Orange, forest, etc.

Mark Mandel thnidu at GMAIL.COM
Tue Jan 1 03:39:32 UTC 2008


Hmm. I grew up in NYC suburbs and city, with parents who were both NYC-born.
For the recent discussion, I have /a/ in orange, corridor, and forest, /O/
in moral. Generally I have /a/ for "short o" not before /r/, including hog
and frog, with dog /dOg/ as the notable and possibly sole exception.
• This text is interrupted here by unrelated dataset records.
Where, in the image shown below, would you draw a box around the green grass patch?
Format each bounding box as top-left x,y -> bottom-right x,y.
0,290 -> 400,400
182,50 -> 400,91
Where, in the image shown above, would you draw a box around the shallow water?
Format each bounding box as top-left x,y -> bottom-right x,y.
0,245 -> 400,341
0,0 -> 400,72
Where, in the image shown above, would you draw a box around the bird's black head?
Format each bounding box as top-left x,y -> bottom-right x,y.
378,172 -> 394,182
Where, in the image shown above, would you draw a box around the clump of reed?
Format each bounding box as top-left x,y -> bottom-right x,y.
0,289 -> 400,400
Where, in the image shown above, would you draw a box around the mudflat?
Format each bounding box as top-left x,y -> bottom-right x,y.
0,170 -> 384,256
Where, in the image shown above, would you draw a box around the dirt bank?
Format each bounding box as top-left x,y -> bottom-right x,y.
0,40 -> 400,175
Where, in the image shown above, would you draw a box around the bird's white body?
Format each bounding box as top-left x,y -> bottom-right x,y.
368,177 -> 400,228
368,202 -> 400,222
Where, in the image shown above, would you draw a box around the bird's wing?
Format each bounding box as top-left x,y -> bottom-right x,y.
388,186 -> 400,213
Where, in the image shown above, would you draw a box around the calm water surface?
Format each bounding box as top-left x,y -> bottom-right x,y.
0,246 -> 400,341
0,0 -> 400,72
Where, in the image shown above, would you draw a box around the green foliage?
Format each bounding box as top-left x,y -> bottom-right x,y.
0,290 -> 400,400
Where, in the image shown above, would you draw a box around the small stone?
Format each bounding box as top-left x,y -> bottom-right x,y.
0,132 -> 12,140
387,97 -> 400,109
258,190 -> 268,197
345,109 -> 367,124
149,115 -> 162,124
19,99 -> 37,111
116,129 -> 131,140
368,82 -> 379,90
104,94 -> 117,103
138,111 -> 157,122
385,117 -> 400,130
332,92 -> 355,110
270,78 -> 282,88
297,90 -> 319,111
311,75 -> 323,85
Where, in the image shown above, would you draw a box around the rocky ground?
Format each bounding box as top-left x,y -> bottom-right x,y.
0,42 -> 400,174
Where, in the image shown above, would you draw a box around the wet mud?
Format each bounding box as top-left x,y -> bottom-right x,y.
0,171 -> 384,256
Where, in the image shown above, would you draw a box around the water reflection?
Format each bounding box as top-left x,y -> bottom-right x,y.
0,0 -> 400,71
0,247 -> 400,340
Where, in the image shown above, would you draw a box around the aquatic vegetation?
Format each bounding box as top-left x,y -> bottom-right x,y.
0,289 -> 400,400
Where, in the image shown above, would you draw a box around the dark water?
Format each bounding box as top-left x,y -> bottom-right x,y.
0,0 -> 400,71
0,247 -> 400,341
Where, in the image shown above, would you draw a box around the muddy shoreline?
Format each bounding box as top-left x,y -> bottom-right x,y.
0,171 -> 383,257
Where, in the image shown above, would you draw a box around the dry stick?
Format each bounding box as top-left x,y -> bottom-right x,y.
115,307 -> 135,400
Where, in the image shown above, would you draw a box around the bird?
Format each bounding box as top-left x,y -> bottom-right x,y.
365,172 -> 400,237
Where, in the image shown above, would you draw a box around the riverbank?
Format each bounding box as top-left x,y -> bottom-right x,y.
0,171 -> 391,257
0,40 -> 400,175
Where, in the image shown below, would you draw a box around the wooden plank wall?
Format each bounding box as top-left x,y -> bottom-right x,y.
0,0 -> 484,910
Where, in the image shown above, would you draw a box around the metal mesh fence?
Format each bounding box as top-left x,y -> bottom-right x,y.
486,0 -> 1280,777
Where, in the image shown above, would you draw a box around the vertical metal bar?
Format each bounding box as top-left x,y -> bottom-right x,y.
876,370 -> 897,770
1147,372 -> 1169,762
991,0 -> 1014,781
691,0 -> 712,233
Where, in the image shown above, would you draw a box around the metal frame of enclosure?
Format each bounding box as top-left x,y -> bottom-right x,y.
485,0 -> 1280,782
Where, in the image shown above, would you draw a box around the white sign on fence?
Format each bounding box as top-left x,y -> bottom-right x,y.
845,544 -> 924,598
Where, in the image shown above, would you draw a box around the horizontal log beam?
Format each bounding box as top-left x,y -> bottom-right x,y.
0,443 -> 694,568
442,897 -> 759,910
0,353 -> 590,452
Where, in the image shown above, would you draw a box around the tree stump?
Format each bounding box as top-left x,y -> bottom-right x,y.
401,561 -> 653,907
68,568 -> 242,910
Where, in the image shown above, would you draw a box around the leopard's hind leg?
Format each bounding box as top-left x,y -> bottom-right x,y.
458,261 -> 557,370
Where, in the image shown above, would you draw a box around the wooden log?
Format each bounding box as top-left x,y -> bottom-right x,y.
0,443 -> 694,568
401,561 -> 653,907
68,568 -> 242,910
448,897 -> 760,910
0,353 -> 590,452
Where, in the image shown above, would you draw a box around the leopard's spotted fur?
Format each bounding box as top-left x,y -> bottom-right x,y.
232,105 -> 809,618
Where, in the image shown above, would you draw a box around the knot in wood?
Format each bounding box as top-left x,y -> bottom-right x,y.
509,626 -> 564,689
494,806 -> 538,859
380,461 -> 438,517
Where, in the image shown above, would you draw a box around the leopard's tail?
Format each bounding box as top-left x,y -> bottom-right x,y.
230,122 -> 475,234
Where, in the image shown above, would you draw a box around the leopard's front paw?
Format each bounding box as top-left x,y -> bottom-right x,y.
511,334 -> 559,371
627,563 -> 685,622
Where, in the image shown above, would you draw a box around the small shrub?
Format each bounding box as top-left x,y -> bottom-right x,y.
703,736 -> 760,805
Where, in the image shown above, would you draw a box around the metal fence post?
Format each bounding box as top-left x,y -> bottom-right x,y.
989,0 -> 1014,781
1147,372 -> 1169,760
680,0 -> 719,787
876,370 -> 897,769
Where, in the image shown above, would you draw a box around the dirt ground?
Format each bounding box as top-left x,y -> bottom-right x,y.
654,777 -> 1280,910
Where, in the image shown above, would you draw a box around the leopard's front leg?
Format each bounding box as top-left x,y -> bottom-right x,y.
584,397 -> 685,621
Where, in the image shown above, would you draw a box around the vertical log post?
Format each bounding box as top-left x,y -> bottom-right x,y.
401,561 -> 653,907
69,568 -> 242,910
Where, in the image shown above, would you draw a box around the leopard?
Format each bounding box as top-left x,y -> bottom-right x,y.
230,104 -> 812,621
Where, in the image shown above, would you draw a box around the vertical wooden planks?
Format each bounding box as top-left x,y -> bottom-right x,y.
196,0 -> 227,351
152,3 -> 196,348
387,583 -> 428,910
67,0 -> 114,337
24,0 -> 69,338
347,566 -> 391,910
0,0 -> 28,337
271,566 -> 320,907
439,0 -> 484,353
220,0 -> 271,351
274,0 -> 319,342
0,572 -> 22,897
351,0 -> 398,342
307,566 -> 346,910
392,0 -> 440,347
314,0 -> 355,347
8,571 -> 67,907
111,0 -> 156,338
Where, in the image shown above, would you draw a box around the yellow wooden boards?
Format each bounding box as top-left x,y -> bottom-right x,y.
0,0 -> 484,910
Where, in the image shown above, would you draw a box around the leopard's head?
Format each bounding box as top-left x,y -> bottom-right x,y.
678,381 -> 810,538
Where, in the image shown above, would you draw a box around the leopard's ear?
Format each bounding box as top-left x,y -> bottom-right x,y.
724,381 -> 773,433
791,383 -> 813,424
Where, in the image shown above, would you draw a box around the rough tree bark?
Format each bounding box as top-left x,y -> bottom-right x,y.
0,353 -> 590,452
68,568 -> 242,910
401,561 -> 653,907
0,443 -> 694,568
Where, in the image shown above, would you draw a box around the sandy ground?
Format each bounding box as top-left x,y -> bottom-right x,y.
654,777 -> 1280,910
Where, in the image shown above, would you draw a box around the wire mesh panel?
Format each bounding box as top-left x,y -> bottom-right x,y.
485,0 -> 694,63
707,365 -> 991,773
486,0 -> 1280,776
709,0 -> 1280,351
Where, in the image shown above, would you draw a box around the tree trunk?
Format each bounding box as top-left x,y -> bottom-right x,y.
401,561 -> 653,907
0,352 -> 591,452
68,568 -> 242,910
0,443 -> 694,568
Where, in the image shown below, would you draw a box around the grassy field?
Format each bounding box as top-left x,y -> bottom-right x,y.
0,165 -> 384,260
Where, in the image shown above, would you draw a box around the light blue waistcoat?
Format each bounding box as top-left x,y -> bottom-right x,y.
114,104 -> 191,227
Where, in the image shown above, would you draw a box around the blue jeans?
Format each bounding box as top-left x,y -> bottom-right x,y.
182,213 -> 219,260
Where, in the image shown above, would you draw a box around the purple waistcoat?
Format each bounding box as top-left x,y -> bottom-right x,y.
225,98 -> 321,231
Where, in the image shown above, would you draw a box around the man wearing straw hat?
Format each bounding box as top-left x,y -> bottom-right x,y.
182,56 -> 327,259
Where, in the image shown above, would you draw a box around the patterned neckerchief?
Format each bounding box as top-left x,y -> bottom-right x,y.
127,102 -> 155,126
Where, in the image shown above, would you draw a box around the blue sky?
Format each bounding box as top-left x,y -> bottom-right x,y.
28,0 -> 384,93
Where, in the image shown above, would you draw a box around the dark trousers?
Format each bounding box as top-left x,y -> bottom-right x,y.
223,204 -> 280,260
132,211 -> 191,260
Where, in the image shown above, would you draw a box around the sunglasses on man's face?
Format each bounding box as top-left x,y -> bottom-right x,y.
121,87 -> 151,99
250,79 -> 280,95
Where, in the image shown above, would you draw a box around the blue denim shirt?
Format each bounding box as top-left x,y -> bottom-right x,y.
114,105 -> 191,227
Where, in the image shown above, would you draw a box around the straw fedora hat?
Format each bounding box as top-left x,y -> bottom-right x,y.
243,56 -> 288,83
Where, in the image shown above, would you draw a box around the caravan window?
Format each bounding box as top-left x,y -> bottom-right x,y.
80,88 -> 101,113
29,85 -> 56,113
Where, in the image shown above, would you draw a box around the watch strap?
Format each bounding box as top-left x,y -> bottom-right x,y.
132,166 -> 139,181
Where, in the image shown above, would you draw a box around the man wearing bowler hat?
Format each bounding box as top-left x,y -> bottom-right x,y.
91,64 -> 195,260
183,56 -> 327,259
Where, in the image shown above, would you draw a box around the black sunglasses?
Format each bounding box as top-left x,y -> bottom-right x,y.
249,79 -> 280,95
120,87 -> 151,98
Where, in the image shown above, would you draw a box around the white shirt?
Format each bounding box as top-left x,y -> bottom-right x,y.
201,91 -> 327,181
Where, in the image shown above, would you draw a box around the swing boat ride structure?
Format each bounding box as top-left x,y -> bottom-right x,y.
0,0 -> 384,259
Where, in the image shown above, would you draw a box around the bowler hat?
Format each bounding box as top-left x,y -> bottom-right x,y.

I may
partially round some of these in some speaking/performing styles, and in
making rhymes (I write some songs and poems) I'll often conflate /a/ and
/O/.

m a m

On Dec 31, 2007 10:44 AM, Laurence Horn <laurence.horn at yale.edu> wrote:

> At 10:33 AM -0500 12/31/07, Joel S. Berson wrote:
> >At 12/31/2007 10:09 AM, Laurence Horn wrote:
> >As I mentioned earlier in the thread, /a/ is
> >>native in these for me (NYC until 1957, Long
> >>Island 1957-61), but I consciously switched
> >>(inconsistently) to open-o when I went to college
> >>in Rochester and got ridiculed for my
> >>pronunciation of "moral", "orange", and
> >>especially "corridor".  ...
> >
> >Thanks for mentioning "moral", which I vacillate on.  I would never
> >use the "dog" vowel for "orange", "forest", and "corridor", and
> >couldn't imagine a New-Yorker doing so.
> >
> >Joel
> >
> I know, I feel like a turncoat.  What can I say.  I promise to hold
> the line on hogs, frogs, and their buddies, though.